Es kommen jetzt nämlich die Jahrgänge in das typische Kriminalitätsalter junger Männer, in denen deutlich weniger Kinder geboren wurden.

Doch soll hier aus Brasilien auch noch ein anderer Aspekt hervorgehoben werden, den die „Süddeutsche“ in ihrem Artikel „vergisst“:

Roland Koch

Die absolute Höhe der Kriminalität, spezieller jener Art von Kriminalität, welche die Bürger besonders fürchten, ist in Deutschland generell extrem niedrig.

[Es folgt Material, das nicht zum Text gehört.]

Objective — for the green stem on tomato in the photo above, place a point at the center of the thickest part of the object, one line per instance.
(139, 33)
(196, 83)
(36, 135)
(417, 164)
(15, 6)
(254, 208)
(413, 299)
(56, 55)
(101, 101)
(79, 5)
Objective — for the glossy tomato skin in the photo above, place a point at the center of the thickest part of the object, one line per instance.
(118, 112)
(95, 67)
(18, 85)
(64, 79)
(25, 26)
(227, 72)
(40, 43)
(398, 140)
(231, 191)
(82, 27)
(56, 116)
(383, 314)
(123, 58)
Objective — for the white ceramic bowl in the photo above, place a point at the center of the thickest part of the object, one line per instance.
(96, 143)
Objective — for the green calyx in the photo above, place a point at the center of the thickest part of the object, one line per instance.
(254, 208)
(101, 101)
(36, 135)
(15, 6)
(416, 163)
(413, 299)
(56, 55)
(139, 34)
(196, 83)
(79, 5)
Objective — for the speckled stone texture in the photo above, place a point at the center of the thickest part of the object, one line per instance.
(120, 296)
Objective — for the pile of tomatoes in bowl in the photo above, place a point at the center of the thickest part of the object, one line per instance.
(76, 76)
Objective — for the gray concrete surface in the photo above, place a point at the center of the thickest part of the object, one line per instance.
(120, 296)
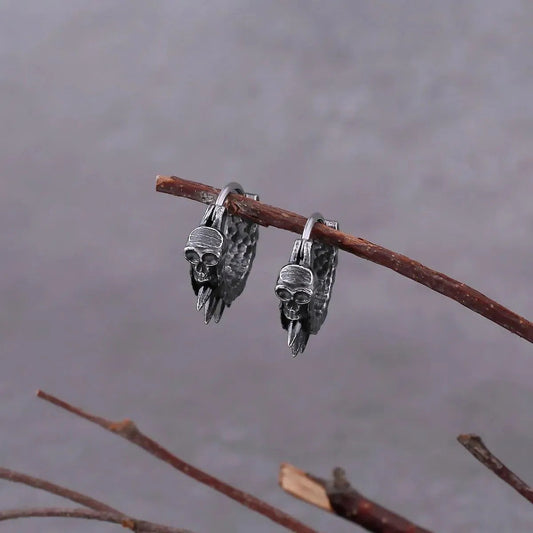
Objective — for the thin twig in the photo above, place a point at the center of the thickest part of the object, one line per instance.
(100, 510)
(267, 215)
(140, 526)
(129, 431)
(339, 497)
(76, 497)
(479, 450)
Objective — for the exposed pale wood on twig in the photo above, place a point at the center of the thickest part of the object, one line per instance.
(339, 497)
(267, 215)
(479, 450)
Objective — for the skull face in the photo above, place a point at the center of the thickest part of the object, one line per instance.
(295, 289)
(204, 250)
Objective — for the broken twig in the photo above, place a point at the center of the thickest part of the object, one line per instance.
(479, 450)
(339, 497)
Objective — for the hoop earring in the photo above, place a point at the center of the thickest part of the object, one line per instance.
(304, 286)
(221, 252)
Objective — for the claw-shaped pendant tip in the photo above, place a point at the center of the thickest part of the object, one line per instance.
(203, 295)
(292, 332)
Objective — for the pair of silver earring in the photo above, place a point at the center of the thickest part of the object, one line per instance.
(221, 251)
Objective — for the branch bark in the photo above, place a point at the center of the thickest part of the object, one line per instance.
(129, 431)
(96, 510)
(479, 450)
(339, 497)
(267, 215)
(58, 490)
(139, 526)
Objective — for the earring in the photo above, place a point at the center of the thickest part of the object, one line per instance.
(221, 252)
(304, 285)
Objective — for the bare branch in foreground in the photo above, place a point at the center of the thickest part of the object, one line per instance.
(97, 510)
(479, 450)
(129, 431)
(58, 490)
(339, 497)
(139, 526)
(267, 215)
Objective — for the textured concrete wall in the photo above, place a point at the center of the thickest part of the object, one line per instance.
(409, 122)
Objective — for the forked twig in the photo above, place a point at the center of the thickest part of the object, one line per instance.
(96, 509)
(139, 526)
(479, 450)
(339, 497)
(129, 431)
(267, 215)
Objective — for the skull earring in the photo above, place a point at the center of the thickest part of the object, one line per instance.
(304, 286)
(221, 252)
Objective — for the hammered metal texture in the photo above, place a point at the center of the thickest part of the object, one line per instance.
(323, 262)
(229, 280)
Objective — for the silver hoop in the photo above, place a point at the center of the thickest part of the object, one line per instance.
(311, 221)
(227, 190)
(221, 252)
(304, 285)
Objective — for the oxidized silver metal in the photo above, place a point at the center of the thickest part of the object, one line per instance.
(221, 252)
(304, 286)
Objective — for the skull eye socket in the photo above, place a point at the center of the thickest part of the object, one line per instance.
(192, 256)
(210, 259)
(302, 298)
(283, 294)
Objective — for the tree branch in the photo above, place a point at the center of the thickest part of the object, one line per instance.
(58, 490)
(99, 510)
(129, 431)
(479, 450)
(140, 526)
(267, 215)
(339, 497)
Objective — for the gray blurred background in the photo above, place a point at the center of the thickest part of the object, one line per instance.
(409, 122)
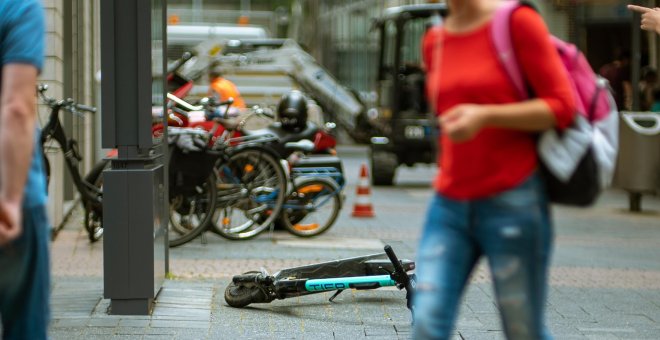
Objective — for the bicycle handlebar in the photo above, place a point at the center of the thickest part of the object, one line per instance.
(66, 104)
(86, 108)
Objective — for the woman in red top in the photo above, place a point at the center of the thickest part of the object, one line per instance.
(490, 201)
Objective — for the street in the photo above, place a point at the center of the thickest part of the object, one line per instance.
(605, 277)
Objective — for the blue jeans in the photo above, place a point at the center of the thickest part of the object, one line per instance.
(513, 231)
(25, 279)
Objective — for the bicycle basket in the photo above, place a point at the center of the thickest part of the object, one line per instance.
(189, 169)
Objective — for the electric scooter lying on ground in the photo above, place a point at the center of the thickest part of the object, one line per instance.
(360, 273)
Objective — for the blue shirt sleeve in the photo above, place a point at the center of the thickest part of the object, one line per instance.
(22, 33)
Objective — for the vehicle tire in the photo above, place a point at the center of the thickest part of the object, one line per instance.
(94, 211)
(239, 296)
(251, 189)
(383, 167)
(191, 212)
(312, 208)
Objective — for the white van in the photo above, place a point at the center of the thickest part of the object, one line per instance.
(182, 38)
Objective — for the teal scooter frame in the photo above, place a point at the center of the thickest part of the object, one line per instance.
(360, 273)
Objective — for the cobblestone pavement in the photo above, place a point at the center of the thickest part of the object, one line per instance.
(605, 279)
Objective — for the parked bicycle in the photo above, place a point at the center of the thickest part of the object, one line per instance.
(89, 187)
(315, 195)
(238, 182)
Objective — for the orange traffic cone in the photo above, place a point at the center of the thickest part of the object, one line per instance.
(362, 206)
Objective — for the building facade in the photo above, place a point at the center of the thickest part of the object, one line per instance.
(337, 32)
(71, 70)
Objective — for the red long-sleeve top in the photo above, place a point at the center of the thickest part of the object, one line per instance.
(496, 159)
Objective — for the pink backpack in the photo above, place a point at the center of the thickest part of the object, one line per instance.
(578, 162)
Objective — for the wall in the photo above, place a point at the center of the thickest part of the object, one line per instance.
(71, 60)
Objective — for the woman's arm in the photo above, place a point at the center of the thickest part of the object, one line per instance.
(553, 104)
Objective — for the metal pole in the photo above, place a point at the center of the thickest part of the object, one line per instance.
(134, 250)
(636, 58)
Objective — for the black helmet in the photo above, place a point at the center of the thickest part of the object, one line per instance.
(292, 110)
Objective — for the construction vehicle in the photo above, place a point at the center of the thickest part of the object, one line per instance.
(264, 74)
(402, 124)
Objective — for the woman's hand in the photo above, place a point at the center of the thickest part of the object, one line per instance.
(462, 122)
(10, 221)
(650, 17)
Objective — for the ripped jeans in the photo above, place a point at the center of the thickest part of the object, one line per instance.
(513, 231)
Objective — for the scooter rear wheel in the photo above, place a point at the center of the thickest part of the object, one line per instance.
(239, 296)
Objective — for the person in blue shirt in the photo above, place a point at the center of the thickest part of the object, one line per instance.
(24, 228)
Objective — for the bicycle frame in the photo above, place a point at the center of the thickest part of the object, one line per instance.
(54, 130)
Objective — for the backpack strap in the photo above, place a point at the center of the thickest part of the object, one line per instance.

Zwar versuchen gewisse Politiker, wie Schill oder Roland Koch, das zu vertuschen und Einzelfälle hochzuspielen, aber es ist wichtig, wenn man von Politik spricht, die Relationen zu beachten:

Bei den viel gefürchteten Kriminalitätsformen Mord, Totschlag und bewaffneter Raubüberfall liegen Deutschland und andere europäische Länder bei etwa 20% der Fälle in den USA, das ja das gelobte Land des Kapitalismus ist.

Ein Vergleich mit Brasilien erübrigt sich, denn hier ist die Kriminalität sogar noch höher als in den USA.

Zwar sind die Zahlen (immer relativ zur Bevölkerungszahl) in Ländern wie Norwegen und Finnland noch niedriger als in Deutschland, aber die Gründe dafür sollen in einem getrennten Artikel behandelt werden.

Vergleicht man die Zahlen der Toten in Deutschland durch kriminelle Taten, so liegen die weit, weit, weit unter denen der Toten im Strassenverkehr.

Interessanterweise haben die Herren und Damen der Politikerkaste keinerlei Probleme mit den Verkehrstoten.